Branching vs modulo
The question is: when cyclically iterating through a fixed range, is it better to use the modulo operator on the index variable, or use a conditional branch once the index exceeds the range limit? That is to say, which of the following is better?
for(int i=a; i!=b; i=(i+1)%N)
for(int i=a; i!=b; i=(++i==N)?0:i)
The first option looks much cleaner and is easier to read. In non performance-critical systems, or if your programming project is not at the end of its development stage, you should always use modulo. Never prematurely optimize. Even if you were to optimize your program, you should probably start with a profiler instead of fiddling with little things like the modulo operator in loops.
That said, I am currently writing a solver for the Travelling Salesman Problem where it is nice to have more speed. So I decided to find out which one is faster.

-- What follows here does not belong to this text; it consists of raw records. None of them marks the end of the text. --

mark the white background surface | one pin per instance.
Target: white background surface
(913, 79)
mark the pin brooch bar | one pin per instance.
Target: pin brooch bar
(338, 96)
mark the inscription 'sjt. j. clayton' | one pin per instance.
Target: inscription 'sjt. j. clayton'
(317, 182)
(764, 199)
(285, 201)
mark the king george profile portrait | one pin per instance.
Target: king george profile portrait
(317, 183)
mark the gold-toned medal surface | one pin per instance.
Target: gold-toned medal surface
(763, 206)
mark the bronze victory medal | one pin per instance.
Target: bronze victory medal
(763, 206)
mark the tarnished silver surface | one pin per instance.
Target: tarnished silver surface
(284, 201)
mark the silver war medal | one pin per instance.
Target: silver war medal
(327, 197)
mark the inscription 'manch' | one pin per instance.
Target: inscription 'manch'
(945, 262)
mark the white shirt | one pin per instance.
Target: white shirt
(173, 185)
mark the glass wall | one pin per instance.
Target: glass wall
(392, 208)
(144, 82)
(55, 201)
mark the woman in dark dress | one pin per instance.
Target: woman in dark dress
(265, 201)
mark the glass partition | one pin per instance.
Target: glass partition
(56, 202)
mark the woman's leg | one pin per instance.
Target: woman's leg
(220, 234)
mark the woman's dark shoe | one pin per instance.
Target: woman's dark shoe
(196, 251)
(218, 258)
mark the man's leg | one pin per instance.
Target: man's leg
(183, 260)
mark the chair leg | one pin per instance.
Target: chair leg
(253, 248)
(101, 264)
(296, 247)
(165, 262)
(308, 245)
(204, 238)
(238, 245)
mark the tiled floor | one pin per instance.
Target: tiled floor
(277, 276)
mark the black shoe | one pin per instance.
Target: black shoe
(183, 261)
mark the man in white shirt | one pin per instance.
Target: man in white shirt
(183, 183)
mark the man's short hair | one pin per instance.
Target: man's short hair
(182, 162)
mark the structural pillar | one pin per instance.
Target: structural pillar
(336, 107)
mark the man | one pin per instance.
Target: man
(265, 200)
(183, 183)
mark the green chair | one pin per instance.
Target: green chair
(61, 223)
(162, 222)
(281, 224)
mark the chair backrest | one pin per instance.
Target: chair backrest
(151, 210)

Branching is generally bad in loops, but with branch prediction it really only needs to evaluate the condition once every loop. On the other hand, the expensive modulo operator would be evaluated up to N times per loop.
1 Test setup
To test the performance, I made two simple C++ programs:
test_modulo.cpp
#include <iostream>
int main() {
int N = 19739; long long x=0;
for(int i=0; i<99999; i++) {
for(int j=3; j!=2; j=(j+1)%N) x+=j;
}
std::cout<<x;
}
test_branch.cpp
#include <iostream>
int main() {
int N = 19739; long long x=0;
for(int i=0; i<99999; i++) {
for(int j=3; j!=2; j=(++j==N)?0:j) x+=j;
}
std::cout<<x;
}
Here’s a script to test the performance of these programs:
testingscript.sh
echo "Modulo:"
g++ -o test test_modulo.cpp && time ./test
echo "Branch:"
g++ -o test test_branch.cpp && time ./test
echo "Modulo -O:"
g++ -O -o test test_modulo.cpp && time ./test
echo "Branch -O:"
g++ -O -o test test_branch.cpp && time ./test
echo "Modulo -O2:"
g++ -O2 -o test test_modulo.cpp && time ./test
echo "Branch -O2:"
g++ -O2 -o test test_branch.cpp && time ./test
echo "Modulo -O3:"
g++ -O3 -o test test_modulo.cpp && time ./test
echo "Branch -O3:"
g++ -O3 -o test test_branch.cpp && time ./test
rm test
2 Testing results
$sh testingscript.sh Modulo: 19480224095811 real 0m14.962s user 0m14.947s sys 0m0.000s Branch: 19480224095811 real 0m7.567s user 0m7.557s sys 0m0.000s Modulo -O: 19480224095811 real 0m8.557s user 0m8.547s sys 0m0.000s Branch -O: 19480224095811 real 0m1.425s user 0m1.423s sys 0m0.000s Modulo -O2: 19480224095811 real 0m8.293s user 0m8.283s sys 0m0.000s Branch -O2: 19480224095811 real 0m1.302s user 0m1.300s sys 0m0.000s Modulo -O3: 19480224095811 real 0m8.277s user 0m8.267s sys 0m0.000s Branch -O3: 19480224095811 real 0m1.308s user 0m1.307s sys 0m0.000s
So there, branching utterly trounces the modulo operator. What if we made N smaller? Surely it would need to branch more? Changing N to 7 and the maximum for i to 999999999, we get:
$sh testingscript.sh Modulo: 18999999981 real 0m32.710s user 0m32.653s sys 0m0.020s Branch: 18999999981 real 0m12.896s user 0m12.883s sys 0m0.000s Modulo -O: 18999999981 real 0m16.496s user 0m16.480s sys 0m0.000s Branch -O: 18999999981 real 0m4.541s user 0m4.537s sys 0m0.000s Modulo -O2: 18999999981 real 0m16.669s user 0m16.650s sys 0m0.000s Branch -O2: 18999999981 real 0m4.282s user 0m4.280s sys 0m0.000s Modulo -O3: 18999999981 real 0m0.001s user 0m0.000s sys 0m0.000s Branch -O3: 18999999981 real 0m4.318s user 0m4.313s sys 0m0.000s
Branch still wins most of the time with the notable exception of when it is compiled under -O3. In -O3, gcc does loop unrolling.